On November 5, 1965 under a state of emergency in Southern Rhodesia, the respondent Minister of Justice made an order to detain the appellant’s husband, M
On November 11 of the same year, the Prime Minister and his colleagues issued a Declaration of Independence
On November 16, the Westminster Parliament passed the Southern Rhodesia Act 1965 which declared that Southern Rhodesia remained a colony, and provided for the Queen to exercise her legislative powers by Order in Council
Subsequently, the Southern Rhodesia (Constitution) Order 1965 was made; s.2(1) declared the new 1965 Constitution void, whilst s.3(1) temporarily suspended the power of the Legislative Assembly
The Prime Minister and the Legislative Assembly nonetheless established an illegal regime under the 1965 Constitution, whereby M’s detention was extended under emergency regulations
In the Appellate Division of the High Court of Southern Rhodesia, it was held that the section of the emergency regulations used to detain M were ultra vires; Hence, the appeal was allowed
Soon after, a new order was made to keep M detained and this was determined as being legally valid
M appealed to the Privy Council
Carltona v Commissioner of Works [1943] 2 All ER 560
The court held that: power has been given to the minster and the people selected by the minister to exercise this power on their behalf.
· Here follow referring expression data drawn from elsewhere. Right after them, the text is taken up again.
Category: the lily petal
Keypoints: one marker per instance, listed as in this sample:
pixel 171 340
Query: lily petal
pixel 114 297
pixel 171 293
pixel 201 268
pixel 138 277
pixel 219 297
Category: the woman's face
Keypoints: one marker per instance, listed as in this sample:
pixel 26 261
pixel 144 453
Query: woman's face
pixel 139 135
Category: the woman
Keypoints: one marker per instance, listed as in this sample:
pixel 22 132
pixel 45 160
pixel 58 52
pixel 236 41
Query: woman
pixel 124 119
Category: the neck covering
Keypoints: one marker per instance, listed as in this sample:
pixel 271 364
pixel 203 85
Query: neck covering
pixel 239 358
Factory requisitioned by the ministry of Works. Signature of a civil servant not a minister. The company sued on the grounds that a minister should sign the warrant.
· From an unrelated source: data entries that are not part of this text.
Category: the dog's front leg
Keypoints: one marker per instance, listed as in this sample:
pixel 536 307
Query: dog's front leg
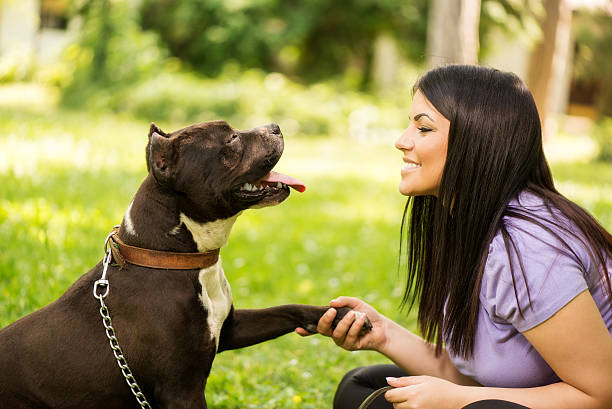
pixel 243 328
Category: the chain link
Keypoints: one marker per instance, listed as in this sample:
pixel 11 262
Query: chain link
pixel 112 338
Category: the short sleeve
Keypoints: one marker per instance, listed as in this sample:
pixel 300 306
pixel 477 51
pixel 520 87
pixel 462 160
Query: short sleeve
pixel 548 280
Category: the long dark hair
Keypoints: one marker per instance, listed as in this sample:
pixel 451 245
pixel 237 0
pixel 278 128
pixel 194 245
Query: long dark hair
pixel 494 153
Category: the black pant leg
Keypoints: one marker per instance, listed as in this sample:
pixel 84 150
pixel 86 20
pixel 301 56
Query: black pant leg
pixel 359 383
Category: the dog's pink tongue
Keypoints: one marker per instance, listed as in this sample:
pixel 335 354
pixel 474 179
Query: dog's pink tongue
pixel 274 177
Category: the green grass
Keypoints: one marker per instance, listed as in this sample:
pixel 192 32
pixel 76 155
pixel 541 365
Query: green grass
pixel 67 178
Attorney General v Jonathan Cape v [1976] QB 752
Cabinet responsibility
Both actions were dismissed; The court was not authorised to restrain the publication of information that was from as far as 10 years prior and as such, had lost its confidential character and would no longer undermine the doctrine of collective Cabinet responsibility.
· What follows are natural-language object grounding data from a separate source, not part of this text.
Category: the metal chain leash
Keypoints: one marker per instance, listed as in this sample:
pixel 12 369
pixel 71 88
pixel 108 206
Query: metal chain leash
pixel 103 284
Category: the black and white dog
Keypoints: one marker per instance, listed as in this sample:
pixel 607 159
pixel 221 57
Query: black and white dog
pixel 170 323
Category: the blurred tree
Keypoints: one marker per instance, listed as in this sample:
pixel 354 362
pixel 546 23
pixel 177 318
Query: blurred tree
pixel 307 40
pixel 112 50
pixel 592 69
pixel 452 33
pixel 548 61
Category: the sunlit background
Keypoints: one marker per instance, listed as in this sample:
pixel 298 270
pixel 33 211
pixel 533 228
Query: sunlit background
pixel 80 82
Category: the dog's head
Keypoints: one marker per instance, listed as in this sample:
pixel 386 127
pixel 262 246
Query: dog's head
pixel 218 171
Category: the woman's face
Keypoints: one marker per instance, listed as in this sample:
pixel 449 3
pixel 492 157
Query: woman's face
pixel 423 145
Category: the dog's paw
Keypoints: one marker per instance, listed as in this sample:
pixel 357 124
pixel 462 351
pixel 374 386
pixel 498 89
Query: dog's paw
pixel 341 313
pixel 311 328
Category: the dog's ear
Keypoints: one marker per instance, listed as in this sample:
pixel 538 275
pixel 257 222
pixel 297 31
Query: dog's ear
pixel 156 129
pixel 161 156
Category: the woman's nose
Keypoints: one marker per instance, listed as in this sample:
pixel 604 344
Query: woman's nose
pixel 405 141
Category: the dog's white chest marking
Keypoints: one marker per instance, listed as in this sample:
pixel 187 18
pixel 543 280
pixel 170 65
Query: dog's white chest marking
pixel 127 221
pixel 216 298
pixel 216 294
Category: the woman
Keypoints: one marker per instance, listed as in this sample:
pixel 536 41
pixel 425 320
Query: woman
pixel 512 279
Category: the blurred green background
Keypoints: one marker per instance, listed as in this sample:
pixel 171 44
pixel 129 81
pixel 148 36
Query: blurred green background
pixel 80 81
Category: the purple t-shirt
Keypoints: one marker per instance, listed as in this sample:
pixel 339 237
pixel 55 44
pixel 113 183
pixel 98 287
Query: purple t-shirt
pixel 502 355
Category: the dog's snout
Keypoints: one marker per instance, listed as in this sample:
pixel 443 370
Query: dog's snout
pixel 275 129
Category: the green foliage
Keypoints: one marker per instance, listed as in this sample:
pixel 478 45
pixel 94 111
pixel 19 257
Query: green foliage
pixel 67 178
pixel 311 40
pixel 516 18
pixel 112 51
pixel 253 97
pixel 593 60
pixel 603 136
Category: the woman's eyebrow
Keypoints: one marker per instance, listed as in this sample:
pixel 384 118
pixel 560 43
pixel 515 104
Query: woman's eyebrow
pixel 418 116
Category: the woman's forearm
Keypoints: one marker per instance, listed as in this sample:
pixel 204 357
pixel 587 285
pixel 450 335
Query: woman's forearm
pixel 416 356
The diaries of Richard Crossman ( minster of Labor Party government) gave an account of public. Published by Jonathan Cape. The AG injunction : what they reveal is breach of confidence, so it is unlawful. Breach the principle of collective and collective responsibility (two important conventions of the constitution). On the other hand: arguments on the freedom of speech. Conversely, the defendants argued that, by its nature as a convention, ‘there is no obligation enforceable at law to prevent the publication of Cabinet papers and proceedings, except in extreme cases where national security is involved’ (at 765).
Associated Provincial Picture Houses v Wednesbury Corporation [1948] 1 KB 223:
Rule of Law
Court held that: the granting of discretion is okay, but the exercise of that discretion must not be done in an arbitrary wa, and they will police the way in which these powers are exercised to ensure that it is reasonable.
Appeal dismissed = decision reasonable based on the Wednesbury test
Act of parliament authorising local authorities to issue licenses for the showing films (conditions as they see fit). In this case, not an unfettered discretion, need for discretion to be exercised lawfully – for the purpose for which intended. To avoid arbitrariness of discretion, it must be exercised in accordance with the law.
R (UNISON) v Lord Chancellor [2017] UKSC 51
The Rule of Law
the Supreme Court quashed the Fees Order and declaring it to be an unlawful interference with the common law right of access to justice.
Employment tribunal fees were introduced during July 2013 by the Employment Tribunals and the Employment Appeal Tribunal Fees Order 2013 (SI 2013/1893). Prior to that, since the creation of the employment tribunal system, claimants were not required to pay fees to bring their claims. Since their introduction, tribunal fees were the subject of repeated judicial review proceedings both in England and Wales, and in Scotland. Until the matter reached the Supreme Court, those challenges failed.